The continuing crisis is a setback for Prime Minister Meles Zenawi, who has been hailed by Tony Blair as a member of a new generation of African leaders committed to democracy. He was a member of Mr Blair's Commission for Africa, along with the president of Tanzania, Benjamin Mkapa, whose country has also been beset by election-related violence this week.
However, the government of Mr Meles, a former hardline Marxist rebel, has shown little tolerance for dissent and has been accused of human rights abuses.
Dozens of activists, including opposition leaders, have been rounded up by police. A total 2,000 people have been arrested, according to diplomats. ActionAid International has reported its policy manager in the country, Daniel Bakele, is being held "in unacceptable conditions" after being arrested and detained without charge earlier this week.
Lord Triesman, the Africa minister, called the Ethiopian chargé d'affaires on Tuesday to express "concern and alarm" at the deteriorating situation. He appealed for restraint and for an urgent, independent investigation into the incidents to be carried out.
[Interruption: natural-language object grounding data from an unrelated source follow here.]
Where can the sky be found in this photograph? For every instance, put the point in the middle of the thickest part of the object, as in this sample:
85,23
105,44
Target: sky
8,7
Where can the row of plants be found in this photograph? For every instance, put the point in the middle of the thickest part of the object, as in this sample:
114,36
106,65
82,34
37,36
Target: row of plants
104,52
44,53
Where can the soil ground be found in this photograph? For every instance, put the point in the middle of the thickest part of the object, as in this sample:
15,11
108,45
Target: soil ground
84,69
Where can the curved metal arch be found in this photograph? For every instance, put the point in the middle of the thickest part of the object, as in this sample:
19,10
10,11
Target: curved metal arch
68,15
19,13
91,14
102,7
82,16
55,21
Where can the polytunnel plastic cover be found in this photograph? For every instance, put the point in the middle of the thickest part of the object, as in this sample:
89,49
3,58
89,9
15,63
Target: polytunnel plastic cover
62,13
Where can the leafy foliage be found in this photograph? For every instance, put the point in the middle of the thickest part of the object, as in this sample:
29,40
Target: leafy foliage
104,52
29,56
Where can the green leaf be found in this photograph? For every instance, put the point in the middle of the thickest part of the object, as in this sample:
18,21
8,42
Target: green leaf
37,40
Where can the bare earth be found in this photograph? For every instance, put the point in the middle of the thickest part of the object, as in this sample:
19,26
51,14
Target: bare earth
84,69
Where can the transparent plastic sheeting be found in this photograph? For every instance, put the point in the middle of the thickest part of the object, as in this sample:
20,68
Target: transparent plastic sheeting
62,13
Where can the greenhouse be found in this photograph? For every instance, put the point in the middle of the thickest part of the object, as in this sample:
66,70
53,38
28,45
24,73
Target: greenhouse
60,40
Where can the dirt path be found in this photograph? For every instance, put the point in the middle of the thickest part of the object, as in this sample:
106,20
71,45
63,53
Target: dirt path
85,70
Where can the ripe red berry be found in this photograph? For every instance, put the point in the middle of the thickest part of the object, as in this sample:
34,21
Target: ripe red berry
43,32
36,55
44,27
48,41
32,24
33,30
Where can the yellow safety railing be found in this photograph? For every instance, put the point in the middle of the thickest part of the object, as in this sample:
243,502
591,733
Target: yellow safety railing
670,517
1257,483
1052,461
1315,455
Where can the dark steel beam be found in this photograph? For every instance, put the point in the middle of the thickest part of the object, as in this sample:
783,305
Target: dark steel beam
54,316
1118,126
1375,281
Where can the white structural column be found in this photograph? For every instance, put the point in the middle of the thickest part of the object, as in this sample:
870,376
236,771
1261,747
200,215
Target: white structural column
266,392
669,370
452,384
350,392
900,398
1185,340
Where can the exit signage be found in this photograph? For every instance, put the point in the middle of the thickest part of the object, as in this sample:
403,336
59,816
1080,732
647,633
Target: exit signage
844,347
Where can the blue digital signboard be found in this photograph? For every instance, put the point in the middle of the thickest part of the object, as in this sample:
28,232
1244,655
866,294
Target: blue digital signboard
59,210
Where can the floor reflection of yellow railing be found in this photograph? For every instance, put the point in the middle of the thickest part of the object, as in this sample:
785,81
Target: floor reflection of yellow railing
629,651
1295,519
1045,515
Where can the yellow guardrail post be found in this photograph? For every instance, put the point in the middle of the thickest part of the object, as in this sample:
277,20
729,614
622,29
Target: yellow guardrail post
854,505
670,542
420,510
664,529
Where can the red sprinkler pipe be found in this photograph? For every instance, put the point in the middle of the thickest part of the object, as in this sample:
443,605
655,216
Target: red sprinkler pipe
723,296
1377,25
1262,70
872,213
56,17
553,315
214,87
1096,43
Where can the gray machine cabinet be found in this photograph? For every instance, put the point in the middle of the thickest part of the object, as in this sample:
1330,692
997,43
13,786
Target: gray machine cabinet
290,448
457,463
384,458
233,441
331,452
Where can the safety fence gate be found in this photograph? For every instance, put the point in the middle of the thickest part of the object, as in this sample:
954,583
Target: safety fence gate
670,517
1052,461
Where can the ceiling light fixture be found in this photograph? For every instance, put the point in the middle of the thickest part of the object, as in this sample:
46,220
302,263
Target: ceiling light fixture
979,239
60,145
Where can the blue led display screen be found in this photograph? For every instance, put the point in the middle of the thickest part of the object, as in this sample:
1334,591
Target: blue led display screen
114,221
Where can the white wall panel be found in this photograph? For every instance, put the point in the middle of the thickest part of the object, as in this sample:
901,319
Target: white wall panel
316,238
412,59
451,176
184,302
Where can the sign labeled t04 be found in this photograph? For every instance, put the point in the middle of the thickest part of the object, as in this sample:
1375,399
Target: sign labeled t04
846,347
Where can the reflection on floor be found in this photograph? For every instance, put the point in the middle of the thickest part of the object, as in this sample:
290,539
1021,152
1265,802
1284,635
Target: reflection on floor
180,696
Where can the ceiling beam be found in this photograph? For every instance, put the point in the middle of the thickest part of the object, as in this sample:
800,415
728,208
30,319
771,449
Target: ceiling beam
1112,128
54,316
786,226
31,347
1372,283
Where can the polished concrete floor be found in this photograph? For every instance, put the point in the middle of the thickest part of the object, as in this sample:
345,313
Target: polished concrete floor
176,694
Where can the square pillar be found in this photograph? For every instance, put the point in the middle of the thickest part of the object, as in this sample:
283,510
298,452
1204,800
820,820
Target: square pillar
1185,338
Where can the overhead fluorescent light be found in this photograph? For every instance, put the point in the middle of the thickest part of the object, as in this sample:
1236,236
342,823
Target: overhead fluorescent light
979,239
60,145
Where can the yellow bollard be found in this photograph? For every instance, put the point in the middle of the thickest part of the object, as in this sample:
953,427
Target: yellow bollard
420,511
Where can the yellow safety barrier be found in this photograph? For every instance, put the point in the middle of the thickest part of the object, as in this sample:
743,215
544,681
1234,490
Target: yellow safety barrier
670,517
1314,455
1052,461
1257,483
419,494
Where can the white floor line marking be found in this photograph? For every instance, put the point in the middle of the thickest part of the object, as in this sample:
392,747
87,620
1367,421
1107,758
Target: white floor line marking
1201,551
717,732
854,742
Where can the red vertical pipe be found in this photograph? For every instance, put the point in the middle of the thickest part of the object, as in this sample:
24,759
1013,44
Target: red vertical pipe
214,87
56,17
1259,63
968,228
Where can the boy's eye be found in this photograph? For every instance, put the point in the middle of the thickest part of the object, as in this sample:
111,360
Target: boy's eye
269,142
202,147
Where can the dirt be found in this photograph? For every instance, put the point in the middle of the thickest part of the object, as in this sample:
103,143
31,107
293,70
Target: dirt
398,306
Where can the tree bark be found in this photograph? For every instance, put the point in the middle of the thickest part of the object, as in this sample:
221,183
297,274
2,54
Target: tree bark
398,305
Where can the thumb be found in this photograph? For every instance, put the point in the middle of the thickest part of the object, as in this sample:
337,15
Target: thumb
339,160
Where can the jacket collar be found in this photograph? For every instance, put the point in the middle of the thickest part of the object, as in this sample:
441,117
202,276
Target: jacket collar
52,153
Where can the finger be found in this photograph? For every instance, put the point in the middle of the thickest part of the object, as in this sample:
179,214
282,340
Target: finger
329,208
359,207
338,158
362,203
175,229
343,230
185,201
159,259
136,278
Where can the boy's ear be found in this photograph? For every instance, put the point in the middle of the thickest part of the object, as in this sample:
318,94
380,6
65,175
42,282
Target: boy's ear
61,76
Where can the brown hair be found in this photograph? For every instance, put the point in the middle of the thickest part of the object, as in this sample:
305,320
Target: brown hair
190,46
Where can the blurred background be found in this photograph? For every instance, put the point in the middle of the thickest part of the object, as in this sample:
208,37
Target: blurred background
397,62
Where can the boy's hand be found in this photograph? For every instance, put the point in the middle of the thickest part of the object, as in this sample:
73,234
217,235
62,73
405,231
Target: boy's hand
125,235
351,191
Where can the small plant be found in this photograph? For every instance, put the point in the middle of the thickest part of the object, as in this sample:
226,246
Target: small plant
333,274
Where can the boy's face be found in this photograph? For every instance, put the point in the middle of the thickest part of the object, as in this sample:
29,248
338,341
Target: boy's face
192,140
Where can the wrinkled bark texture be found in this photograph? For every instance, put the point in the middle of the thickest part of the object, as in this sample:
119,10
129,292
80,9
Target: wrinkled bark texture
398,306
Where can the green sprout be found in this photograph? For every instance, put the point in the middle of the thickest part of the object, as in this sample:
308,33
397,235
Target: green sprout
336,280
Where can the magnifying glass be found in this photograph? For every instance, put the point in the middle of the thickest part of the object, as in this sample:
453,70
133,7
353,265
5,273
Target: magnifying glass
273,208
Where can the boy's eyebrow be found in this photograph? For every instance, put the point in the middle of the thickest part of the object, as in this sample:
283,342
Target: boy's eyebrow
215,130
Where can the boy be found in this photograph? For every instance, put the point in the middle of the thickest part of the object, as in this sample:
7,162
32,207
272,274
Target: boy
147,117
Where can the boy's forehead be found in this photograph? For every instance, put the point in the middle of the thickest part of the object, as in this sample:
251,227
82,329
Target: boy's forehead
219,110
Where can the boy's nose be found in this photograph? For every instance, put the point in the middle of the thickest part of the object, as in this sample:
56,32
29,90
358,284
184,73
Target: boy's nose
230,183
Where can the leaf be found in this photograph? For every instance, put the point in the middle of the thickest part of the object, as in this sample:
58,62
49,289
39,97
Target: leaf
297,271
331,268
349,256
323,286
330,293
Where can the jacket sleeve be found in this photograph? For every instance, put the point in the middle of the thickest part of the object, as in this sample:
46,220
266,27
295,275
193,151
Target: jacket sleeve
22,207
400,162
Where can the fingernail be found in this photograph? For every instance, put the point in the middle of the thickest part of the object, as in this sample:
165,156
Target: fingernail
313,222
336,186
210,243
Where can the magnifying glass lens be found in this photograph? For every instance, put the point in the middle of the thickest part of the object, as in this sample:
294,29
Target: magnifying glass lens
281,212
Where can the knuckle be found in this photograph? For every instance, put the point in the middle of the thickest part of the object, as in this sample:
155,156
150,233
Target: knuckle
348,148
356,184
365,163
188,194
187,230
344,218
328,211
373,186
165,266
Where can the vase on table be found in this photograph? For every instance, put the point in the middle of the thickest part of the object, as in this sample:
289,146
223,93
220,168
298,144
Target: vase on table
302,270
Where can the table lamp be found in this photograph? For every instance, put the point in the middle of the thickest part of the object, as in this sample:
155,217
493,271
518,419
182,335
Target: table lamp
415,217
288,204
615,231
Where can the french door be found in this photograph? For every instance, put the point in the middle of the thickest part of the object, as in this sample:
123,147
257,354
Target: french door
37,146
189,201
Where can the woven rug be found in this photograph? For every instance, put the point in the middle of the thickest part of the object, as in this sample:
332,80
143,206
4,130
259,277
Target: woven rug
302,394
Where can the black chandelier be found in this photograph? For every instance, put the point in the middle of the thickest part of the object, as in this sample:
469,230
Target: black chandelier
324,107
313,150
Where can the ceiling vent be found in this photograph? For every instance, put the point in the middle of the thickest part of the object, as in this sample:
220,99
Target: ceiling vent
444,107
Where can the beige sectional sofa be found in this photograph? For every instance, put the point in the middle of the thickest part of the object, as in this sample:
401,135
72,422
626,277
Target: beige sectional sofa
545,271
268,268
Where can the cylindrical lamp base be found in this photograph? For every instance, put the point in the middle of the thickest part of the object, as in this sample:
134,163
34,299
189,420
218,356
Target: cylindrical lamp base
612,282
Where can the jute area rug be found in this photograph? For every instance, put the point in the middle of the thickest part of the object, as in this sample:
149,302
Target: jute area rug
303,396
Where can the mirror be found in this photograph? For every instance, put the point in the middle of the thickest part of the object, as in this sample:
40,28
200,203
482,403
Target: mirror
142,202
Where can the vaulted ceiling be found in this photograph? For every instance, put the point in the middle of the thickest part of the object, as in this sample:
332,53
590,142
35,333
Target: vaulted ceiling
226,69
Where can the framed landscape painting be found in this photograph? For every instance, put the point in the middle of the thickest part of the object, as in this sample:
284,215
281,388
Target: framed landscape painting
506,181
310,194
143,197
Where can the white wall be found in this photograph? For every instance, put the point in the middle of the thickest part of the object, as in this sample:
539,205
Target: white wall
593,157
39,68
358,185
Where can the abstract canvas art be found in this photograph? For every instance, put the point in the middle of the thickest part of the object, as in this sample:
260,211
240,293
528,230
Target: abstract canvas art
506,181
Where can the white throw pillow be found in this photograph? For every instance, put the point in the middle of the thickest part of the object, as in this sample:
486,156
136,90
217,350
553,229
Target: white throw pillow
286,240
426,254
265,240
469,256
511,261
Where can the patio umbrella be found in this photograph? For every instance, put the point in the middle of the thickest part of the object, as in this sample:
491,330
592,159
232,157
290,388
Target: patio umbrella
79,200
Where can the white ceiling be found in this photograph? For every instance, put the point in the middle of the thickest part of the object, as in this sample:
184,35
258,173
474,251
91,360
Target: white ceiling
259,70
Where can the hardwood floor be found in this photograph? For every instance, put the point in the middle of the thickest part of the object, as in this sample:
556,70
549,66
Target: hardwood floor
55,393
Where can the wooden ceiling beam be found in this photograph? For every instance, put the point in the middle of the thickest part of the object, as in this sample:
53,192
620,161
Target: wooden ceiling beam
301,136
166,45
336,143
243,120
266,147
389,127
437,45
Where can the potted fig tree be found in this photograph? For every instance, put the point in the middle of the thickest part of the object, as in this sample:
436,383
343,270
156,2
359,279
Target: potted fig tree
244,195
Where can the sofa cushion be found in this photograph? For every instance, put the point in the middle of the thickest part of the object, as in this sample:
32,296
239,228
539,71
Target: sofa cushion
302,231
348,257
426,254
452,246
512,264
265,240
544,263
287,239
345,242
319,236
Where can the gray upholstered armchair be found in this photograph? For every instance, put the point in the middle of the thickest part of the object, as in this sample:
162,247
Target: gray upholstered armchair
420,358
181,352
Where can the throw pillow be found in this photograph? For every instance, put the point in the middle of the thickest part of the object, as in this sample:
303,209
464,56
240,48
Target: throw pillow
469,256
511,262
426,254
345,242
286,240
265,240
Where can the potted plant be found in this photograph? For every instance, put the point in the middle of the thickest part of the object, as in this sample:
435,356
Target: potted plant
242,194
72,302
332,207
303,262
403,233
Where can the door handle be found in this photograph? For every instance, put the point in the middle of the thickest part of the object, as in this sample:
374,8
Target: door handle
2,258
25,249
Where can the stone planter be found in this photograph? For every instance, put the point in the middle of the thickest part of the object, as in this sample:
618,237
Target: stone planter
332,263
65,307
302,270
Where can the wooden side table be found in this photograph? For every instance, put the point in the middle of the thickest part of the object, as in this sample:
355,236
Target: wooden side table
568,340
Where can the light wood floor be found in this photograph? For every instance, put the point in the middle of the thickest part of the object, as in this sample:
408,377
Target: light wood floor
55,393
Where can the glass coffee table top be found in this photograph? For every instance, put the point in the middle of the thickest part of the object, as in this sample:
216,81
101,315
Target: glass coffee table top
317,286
The opposition has accused the ruling party of rigging the 15 May elections that gave Mr Meles's Ethiopian People's Revolutionary Democratic Front control of nearly two-thirds of parliament. The opposition Coalition for Democracy and Unity has spearheaded the protests against the alleged poll-rigging since that time, accusing President Meles of clinging to power by fraud.
In June, after police killed 22 and arrested 600 anti-government demonstrators in an earlier round of protests, Mr Meles declared a state of emergency in Addis Ababa.
In a separate development, Ethiopia has been engaged in a new round of sabre-rattling on its border with Eritrea, triggering fears of a renewed border conflict.
Although Eritrea is being blamed for the latest rise in tensions, both sides have moved troops and military hardware closer to the border in the past 10 days.
"This potentially volatile situation could lead to a renewed outbreak of war," said Major-General Rajender Singh, commander of United Nations peacekeepers in Ethiopia and Eritrea.
"If not addressed, if we do not take measures, if the international community does not act, maybe the situation may deteriorate to a level where the worst can happen - and that is war."
The neighbours fought a bloody two-and-a-half year border conflict until 2000. The war was famously described by a senior UN official as "two bald men fighting over a comb".